Freedom56
Thinks s/he gets paid by the post
Earlier in the year, I stated that 2022 was going to be one of the best periods to create or add to a bond ladder. We are almost half way through the year and yields are moving up nicely and we are entering a period where savers can once again generate income without taking too much risk. The coupons for new CDs, treasuries, and high grade corporate notes are being issued at rates that we have not seen for over five years. In the secondary markets for short term corporate bonds/notes yields are increasing to levels not seen since March 2020 as bonds funds face redemptions. This trend will continue through the year until the Fed changes course. The distribution yields from bond funds are far too low relative to safer investments where there is no risk to capital, forcing passive bond funds into a "buy high" and "sell low" mode. This will continue until money starts flowing back into bond funds. This is unlikely to happen when even CDs and treasuries are yielding more than many bond funds.

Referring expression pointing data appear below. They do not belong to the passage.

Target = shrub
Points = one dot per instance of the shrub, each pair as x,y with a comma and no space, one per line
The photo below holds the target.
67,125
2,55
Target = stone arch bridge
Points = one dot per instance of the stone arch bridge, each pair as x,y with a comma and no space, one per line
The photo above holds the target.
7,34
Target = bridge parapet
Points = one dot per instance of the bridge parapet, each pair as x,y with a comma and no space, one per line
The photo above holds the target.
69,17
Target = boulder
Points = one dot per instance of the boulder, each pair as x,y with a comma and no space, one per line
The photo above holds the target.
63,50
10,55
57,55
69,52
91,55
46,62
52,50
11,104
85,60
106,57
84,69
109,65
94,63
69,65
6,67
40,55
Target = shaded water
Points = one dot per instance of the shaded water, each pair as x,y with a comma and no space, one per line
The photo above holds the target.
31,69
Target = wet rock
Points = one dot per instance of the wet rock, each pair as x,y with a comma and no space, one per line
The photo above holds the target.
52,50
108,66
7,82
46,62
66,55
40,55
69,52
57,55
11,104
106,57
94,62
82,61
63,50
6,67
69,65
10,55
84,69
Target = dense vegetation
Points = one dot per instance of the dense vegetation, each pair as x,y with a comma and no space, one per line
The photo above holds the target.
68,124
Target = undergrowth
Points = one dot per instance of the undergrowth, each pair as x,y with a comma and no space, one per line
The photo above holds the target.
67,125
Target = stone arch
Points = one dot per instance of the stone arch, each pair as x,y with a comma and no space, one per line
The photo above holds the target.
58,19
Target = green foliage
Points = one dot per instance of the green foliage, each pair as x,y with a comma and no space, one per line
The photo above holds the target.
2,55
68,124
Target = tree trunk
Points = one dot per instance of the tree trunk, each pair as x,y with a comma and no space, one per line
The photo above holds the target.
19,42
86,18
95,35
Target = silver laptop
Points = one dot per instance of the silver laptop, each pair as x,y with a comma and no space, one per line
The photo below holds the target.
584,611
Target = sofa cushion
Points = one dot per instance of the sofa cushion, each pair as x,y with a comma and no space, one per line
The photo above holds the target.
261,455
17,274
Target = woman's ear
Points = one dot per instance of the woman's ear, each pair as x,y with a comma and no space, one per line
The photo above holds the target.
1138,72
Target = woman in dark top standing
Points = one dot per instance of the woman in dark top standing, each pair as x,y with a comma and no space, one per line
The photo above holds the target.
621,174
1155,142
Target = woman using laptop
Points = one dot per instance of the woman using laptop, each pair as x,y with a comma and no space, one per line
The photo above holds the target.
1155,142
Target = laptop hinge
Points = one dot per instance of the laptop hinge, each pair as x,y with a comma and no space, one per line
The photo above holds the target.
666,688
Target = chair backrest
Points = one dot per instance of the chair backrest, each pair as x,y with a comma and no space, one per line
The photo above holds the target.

At this phase of rate hikes buy the highest coupon and shortest duration fixed income instruments. Don't go beyond five years at this point.
If you want to take zero risk buy CDs and treasuries and high grade corporate notes (A rated) when they are issued and always compare the yields. Keep in mind when you buy these types of instruments, you are paid the coupon and you capital is returned at maturity. Corporate notes from major banks in North America are the safest.
If you want better yields than what brokerage firms are offering, buy CDs, treasuries, and corporate notes on the secondary market using limit orders. Remember you have the upper hand in a rate hike cycle. For newly issued corporate notes, brokerage firms typically take 2% commission that is reflected in the coupon you are receiving. So many investors wait for new issues to hid the secondary market, when demand is weak or muted, and attempt to buy issues below par value. Brokerage firms normally don't want to hold inventory and will dump issues below par sacrificing some of their commission. The same is true for CDs. This is why you sometimes see your corporate note or CD drop below the price you paid. However at maturity your capital is returned at par. Your yield is fixed at the time you buy the CD, treasury, or corporate note and your capital is returned at maturity.
Here are some new corporate issues coming to market this week (see attached image). Of the nine issues, only the first three (Credit Suisse 4.25%, Credit Suisse 4.5%, CIBC 4.47%) are worth buying. The 42 month note from CIBC is the safest followed by the two notes from Credit Suisse.
Avoid the issue from Prospect Capital completely. This one will crash and burn in the secondary market. Shorter duration notes from this company are already trading at yields over 7% in the secondary market.
The coupons on the Dow Chemical offerings are too low and you are likely to see the prices fall and yields move up when they hit the secondary market.
The coupons on the Verizon and National Rural issues are too low and the durations are too long. These issues will fall well below par in the secondary market in this environment. So avoid these new issues at this time.
At this phase of rate hikes buy the highest coupon and shortest duration fixed income instruments. Don't go beyond five years at this point.
If you want to take zero risk buy CDs and treasuries and high grade corporate notes (A rated) when they are issued and always compare the yields. Keep in mind when you buy these types of instruments, you are paid the coupon and you capital is returned at maturity. Corporate notes from major banks in North America are the safest.
If you want better yields than what brokerage firms are offering, buy CDs, treasuries, and corporate notes on the secondary market using limit orders. Remember you have the upper hand in a rate hike cycle. For newly issued corporate notes, brokerage firms typically take 2% commission that is reflected in the coupon you are receiving. So many investors wait for new issues to hid the secondary market, when demand is weak or muted, and attempt to buy issues below par value. Brokerage firms normally don't want to hold inventory and will dump issues below par sacrificing some of their commission. The same is true for CDs. This is why you sometimes see your corporate note or CD drop below the price you paid. However at maturity your capital is returned at par. Your yield is fixed at the time you buy the CD, treasury, or corporate note and your capital is returned at maturity.
Here are some new corporate issues coming to market this week (see attached image). Of the nine issues, only the first three (Credit Suisse 4.25%, Credit Suisse 4.5%, CIBC 4.47%) are worth buying. The 42 month note from CIBC is the safest followed by the two notes from Credit Suisse.
Avoid the issue from Prospect Capital completely. This one will crash and burn in the secondary market. Shorter duration notes from this company are already trading at yields over 7% in the secondary market.
The coupons on the Dow Chemical offerings are too low and you are likely to see the prices fall and yields move up when they hit the secondary market.
The coupons on the Verizon and National Rural issues are too low and the durations are too long. These issues will fall well below par in the secondary market in this environment. So avoid these new issues at this time.